I am not sure. Was just browsing through the APR website(on the date that I've posted my last comment) and found out they've released the Stage 2 Map.
 

Mk R

New member
I am not sure. Was just browsing through the APR website(on the date that I've posted my last comment) and found out they've released the Stage 2 Map.

I had the APR stage 2 Map installed in August this year along with a turbo back Milltek exhaust. I had the turbo replaced at the same time due to shaft play after ~120,000km.

Prior to the upgrade the car was running a 2011 CAVD block (stock pistons) with a 2012 HPFP, S3 intercooler, K&N airbox/filter, DV+ diverter valve, odyssey PC680 battery and various other valve and small part replacements. It had been on the APR stage 1 map since 2014.

The Map went well initially and was a nice bump up from the stage 1. The torque curve felt much flatter and the rush was pushed up the rev range to be more turbo focused. The exhaust sound is good fun too with some pops and crackle that you don't normally get in the 6sp manual

Boost Limp

Since then I have experienced the boost limp on and off. Worth mentioning that one of the hoses from the intercooler has pretty much popped off the lower boost pipe elbow (engine side of the intercooler). Healthy peak boost for the stage 2 map on my PODI gauge was showing about 22PSI. Now it's around 18PSI, when the limp kicks in and it's limited to 15PSI.

Alternative Stage 2 Options

As far as alternative stage 2 options go here, there's REVO, Harding Performance (ex-distributor for APR in Australia) and e-tuners. I've noted Blower's comments on the AFR issue and potential knock sensor sensitivity.

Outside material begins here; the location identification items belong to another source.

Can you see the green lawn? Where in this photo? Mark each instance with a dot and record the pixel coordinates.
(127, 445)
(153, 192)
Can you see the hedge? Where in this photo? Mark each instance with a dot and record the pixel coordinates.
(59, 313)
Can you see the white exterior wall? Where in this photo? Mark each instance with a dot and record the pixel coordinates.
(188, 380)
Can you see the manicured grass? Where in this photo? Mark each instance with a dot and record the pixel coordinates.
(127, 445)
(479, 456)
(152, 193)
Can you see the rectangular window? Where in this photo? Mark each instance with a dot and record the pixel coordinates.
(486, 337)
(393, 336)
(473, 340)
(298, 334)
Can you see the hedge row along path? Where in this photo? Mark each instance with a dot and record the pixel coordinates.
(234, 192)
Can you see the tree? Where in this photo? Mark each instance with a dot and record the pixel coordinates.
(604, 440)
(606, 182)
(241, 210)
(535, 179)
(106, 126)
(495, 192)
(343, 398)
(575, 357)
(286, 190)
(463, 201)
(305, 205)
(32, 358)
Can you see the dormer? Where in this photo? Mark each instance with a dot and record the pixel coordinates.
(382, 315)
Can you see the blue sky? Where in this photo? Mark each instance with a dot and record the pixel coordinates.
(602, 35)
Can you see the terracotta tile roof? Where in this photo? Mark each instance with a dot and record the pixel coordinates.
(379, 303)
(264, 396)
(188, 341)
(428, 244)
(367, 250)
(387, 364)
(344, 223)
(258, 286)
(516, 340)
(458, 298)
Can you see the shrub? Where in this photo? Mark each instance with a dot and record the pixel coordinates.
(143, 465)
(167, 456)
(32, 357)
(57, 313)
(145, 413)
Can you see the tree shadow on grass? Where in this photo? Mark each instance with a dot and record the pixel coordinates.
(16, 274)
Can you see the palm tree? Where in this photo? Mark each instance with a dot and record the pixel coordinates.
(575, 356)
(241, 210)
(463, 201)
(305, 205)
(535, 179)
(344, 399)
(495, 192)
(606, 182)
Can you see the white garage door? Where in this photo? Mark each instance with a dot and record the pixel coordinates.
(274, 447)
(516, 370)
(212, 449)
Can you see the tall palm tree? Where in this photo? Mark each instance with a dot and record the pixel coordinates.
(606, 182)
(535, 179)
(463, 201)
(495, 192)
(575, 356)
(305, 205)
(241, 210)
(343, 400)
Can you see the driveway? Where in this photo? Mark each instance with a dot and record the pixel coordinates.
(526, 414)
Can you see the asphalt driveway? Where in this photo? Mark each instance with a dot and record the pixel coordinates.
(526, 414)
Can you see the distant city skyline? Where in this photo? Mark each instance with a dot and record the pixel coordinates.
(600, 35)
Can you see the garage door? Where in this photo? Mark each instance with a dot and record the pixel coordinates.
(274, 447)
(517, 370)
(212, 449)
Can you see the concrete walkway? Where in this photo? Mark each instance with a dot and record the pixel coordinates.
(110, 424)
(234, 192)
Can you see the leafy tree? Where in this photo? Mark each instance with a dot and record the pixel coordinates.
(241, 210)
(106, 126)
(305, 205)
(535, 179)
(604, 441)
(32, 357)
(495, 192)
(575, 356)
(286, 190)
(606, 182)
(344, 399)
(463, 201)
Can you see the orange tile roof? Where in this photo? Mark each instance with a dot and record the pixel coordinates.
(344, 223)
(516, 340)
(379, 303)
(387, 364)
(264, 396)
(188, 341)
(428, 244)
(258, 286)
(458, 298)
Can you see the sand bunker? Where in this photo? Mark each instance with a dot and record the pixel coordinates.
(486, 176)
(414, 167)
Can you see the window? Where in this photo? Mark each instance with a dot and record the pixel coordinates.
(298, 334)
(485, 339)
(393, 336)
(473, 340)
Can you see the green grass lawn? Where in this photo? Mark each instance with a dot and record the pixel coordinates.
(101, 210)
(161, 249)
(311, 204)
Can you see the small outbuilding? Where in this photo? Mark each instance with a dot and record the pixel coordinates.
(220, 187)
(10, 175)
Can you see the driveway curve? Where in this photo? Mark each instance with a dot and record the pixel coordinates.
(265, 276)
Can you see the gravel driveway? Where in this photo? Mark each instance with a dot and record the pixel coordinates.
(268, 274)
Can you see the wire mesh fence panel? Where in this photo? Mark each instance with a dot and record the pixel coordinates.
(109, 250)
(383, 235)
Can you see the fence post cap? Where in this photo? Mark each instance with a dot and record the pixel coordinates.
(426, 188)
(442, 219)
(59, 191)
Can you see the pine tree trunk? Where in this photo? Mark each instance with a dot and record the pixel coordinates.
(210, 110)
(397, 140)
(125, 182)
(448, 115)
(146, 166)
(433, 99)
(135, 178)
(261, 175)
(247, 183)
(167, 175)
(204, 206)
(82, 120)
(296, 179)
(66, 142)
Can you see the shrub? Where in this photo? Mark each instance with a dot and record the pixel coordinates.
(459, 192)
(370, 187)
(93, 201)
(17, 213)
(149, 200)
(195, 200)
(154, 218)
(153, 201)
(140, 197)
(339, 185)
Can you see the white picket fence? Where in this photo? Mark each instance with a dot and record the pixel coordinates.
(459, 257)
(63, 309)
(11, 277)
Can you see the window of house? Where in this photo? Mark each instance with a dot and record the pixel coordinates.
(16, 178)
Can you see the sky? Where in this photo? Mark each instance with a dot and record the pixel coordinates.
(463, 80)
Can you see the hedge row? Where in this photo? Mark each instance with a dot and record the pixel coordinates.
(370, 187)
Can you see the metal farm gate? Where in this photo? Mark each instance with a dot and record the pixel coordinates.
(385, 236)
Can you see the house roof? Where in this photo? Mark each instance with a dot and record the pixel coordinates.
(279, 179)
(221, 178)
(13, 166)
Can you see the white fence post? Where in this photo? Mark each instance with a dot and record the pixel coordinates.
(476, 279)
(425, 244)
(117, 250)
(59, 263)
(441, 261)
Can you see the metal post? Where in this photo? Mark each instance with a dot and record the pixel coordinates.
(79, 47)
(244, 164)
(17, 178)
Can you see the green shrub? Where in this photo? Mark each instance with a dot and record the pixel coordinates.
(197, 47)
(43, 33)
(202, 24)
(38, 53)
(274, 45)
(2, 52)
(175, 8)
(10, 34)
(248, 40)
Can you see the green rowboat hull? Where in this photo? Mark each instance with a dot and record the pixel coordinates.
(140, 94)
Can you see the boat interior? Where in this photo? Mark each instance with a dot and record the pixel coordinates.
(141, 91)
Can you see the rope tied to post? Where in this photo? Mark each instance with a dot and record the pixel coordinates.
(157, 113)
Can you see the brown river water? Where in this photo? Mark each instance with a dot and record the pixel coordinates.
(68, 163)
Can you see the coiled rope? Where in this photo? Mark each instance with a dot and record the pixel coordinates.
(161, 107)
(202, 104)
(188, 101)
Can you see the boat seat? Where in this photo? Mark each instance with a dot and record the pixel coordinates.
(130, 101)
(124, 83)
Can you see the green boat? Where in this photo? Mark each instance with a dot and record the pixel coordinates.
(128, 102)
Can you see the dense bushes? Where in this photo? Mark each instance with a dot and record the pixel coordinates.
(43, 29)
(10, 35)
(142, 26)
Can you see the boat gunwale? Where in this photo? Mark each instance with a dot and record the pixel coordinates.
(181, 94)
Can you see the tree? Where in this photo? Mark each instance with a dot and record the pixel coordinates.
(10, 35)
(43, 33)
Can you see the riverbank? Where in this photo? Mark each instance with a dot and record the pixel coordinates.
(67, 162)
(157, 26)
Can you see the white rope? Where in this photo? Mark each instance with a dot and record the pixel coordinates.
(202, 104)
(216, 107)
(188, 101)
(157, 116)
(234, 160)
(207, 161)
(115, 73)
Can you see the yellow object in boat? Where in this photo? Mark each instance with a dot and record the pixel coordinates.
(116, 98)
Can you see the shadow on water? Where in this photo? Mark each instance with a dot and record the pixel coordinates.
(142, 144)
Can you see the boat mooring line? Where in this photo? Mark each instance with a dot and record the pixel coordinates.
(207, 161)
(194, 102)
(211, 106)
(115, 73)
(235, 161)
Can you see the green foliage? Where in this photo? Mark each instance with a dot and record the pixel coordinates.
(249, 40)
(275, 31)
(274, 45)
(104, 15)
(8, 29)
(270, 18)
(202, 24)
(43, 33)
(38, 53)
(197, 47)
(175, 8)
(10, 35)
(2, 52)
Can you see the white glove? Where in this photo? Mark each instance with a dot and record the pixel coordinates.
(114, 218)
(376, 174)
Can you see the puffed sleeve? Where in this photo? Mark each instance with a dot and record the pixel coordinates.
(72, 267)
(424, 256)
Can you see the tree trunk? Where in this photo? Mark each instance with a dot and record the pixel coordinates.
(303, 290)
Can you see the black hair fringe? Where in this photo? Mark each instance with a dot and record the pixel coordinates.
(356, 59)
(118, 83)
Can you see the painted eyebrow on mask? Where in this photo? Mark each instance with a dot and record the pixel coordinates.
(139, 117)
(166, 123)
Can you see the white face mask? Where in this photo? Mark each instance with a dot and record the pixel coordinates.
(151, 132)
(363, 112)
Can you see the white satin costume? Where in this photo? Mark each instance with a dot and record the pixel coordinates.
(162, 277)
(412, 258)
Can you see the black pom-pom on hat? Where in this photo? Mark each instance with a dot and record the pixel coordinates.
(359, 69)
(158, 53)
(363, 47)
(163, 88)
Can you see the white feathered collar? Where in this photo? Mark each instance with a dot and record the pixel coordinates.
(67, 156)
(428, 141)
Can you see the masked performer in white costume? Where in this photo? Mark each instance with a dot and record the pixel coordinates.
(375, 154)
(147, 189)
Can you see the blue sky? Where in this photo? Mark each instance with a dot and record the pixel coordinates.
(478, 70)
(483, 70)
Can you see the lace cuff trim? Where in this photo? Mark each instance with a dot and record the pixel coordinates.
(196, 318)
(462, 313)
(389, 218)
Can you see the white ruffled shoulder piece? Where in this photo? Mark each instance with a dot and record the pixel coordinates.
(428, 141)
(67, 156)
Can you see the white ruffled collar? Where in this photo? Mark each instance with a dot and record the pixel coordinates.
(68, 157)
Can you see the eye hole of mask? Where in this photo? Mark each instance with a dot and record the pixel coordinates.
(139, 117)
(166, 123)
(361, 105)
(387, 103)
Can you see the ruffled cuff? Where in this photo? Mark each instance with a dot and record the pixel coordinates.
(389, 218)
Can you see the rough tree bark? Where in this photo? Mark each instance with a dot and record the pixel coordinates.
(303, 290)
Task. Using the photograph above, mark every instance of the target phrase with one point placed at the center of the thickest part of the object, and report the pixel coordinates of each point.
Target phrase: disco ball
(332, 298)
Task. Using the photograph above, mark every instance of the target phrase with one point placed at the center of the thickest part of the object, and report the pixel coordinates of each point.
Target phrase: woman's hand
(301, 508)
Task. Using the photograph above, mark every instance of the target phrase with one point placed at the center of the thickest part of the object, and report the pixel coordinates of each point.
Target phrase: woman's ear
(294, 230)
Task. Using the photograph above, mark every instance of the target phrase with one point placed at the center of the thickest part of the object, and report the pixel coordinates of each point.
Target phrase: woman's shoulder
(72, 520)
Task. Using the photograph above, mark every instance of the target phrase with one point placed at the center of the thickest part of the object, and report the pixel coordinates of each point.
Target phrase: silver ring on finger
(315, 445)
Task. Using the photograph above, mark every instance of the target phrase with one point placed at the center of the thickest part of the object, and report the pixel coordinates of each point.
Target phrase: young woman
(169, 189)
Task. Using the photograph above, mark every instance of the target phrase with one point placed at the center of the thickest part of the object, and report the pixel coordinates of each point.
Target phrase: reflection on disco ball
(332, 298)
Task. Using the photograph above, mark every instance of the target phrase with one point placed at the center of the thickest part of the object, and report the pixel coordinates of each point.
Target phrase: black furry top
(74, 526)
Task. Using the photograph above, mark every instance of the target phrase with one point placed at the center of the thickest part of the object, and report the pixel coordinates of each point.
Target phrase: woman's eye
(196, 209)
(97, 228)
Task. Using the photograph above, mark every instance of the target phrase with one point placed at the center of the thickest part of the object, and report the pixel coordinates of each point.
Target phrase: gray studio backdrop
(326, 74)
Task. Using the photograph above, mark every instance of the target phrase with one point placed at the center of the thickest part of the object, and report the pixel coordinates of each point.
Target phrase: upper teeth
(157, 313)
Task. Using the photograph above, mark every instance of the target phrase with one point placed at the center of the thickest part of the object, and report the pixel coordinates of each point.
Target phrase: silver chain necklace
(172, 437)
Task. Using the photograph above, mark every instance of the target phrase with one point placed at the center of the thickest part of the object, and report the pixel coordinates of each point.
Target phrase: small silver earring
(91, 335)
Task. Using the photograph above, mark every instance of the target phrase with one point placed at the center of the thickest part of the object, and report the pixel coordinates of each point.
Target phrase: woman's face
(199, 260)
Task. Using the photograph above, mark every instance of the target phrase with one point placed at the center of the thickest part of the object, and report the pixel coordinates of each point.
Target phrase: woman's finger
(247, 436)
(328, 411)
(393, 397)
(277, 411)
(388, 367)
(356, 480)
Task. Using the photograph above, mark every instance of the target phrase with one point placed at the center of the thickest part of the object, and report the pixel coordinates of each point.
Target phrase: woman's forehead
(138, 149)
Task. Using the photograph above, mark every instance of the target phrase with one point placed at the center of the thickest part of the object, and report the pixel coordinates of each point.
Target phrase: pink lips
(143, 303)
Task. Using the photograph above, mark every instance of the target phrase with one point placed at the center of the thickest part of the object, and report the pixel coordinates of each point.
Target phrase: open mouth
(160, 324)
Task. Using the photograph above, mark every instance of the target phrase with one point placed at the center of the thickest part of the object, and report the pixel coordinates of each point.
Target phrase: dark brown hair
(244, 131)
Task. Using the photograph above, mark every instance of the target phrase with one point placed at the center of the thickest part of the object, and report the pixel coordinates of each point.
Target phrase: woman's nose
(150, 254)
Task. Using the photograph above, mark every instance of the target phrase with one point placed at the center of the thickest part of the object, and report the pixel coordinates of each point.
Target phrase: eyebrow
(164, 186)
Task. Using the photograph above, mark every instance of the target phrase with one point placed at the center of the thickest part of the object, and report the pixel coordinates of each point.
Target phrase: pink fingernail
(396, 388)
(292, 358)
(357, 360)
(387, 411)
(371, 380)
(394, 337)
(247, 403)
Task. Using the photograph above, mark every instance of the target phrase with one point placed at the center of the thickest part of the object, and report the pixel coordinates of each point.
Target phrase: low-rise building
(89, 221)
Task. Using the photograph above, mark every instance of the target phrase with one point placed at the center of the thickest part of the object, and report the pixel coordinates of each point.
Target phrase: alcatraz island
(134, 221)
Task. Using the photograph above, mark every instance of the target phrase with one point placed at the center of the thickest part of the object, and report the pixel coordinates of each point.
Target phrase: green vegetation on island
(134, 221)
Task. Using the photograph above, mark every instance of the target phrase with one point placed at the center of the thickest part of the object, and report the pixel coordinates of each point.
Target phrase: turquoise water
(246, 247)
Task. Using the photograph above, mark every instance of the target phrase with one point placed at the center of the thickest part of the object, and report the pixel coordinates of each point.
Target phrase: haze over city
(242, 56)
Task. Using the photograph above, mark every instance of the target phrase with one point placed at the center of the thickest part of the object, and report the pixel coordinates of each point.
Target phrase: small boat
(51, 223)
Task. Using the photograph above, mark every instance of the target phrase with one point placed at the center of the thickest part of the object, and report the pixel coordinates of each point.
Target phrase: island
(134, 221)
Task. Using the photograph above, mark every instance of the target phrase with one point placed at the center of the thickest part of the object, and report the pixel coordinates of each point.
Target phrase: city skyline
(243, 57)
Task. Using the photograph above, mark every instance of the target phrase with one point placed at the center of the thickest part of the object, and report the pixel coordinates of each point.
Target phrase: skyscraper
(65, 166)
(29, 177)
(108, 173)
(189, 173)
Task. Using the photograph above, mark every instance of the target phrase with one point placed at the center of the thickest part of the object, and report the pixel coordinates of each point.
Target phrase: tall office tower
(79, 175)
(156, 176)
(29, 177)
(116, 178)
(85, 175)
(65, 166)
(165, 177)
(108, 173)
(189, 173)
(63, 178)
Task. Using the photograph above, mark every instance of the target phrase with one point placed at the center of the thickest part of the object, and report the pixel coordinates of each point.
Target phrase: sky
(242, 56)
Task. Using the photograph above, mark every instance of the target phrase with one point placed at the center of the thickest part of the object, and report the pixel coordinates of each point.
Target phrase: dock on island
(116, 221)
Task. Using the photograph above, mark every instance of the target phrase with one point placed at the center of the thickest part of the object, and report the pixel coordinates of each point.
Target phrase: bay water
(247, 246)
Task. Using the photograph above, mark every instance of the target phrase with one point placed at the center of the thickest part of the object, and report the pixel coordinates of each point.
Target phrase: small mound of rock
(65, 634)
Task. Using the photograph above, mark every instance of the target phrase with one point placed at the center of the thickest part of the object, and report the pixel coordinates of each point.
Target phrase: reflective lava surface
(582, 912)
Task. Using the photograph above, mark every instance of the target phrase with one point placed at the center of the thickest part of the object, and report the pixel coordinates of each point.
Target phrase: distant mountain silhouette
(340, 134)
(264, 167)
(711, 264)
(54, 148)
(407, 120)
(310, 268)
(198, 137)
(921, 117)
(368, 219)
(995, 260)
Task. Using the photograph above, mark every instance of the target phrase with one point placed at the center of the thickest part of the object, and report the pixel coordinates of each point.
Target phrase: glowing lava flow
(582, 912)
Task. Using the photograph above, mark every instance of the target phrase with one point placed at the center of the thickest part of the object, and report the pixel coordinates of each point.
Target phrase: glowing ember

I'm not in a huge rush for a new tune as it'd be an expensive exercise but would like to lose the boost limp.

Couple of questions:

Is the TMG coil spacer essential for the R8 coils?
Is there an alternative? (the TMG postage to Australia is like 100 Euro)
Would the G revision stock coils be sufficient in the absence of the R8s in your opinions?
Would you wrap your downpipe?
 
Last edited:

blower

Ready to race!
I had the APR stage 2 Map installed in August this year along with a turbo back Milltek exhaust. I had the turbo replaced at the same time due to shaft play after ~120,000km.

Prior to the upgrade the car was running a 2011 CAVD block (stock pistons) with a 2012 HPFP, S3 intercooler, K&N airbox/filter, DV+ diverter valve, odyssey PC680 battery and various other valve and small part replacements. It had been on the APR stage 1 map since 2014.

The Map went well initially and was a nice bump up from the stage 1. The torque curve felt much flatter and the rush was pushed up the rev range to be more turbo focused. The exhaust sound is good fun too with some pops and crackle that you don't normally get in the 6sp manual

Boost Limp

Since then I have experienced the boost limp on and off. Worth mentioning that one of the hoses from the intercooler has pretty much popped off the lower boost pipe elbow (engine side of the intercooler). Healthy peak boost for the stage 2 map on my PODI gauge was showing about 22PSI. Now it's around 18PSI, when the limp kicks in and it's limited to 15PSI.

Alternative Stage 2 Options

As far as alternative stage 2 options go here, there's REVO, Harding Performance (ex-distributor for APR in Australia) and e-tuners. I've noted Blower's comments on the AFR issue and potential knock sensor sensitivity.

I'm not in a huge rush for a new tune as it'd be an expensive exercise but would like to lose the boost limp.

Couple of questions:

Is the TMG coil spacer essential for the R8 coils?
Is there an alternative? (the TMG postage to Australia is like 100 Euro)
Would the G revision stock coils be sufficient in the absence of the R8s in your opinions?
Would you wrap your downpipe?

Yep that boost limp is a real issue - unsure the cause, could be down to EGT (linked to AFR since EGT is a calculated value), knock sensitivity or boost request beyond maximum readable value of the sensor (2550 mbar absolute).

In answer to your questions:

Is the TMG coil spacer essential for the R8 coils?

Unfortunately yes, the R8 coils are a lot longer than the stock coils. They would stick out from the cylinder head and sit way too loosly without the spacer.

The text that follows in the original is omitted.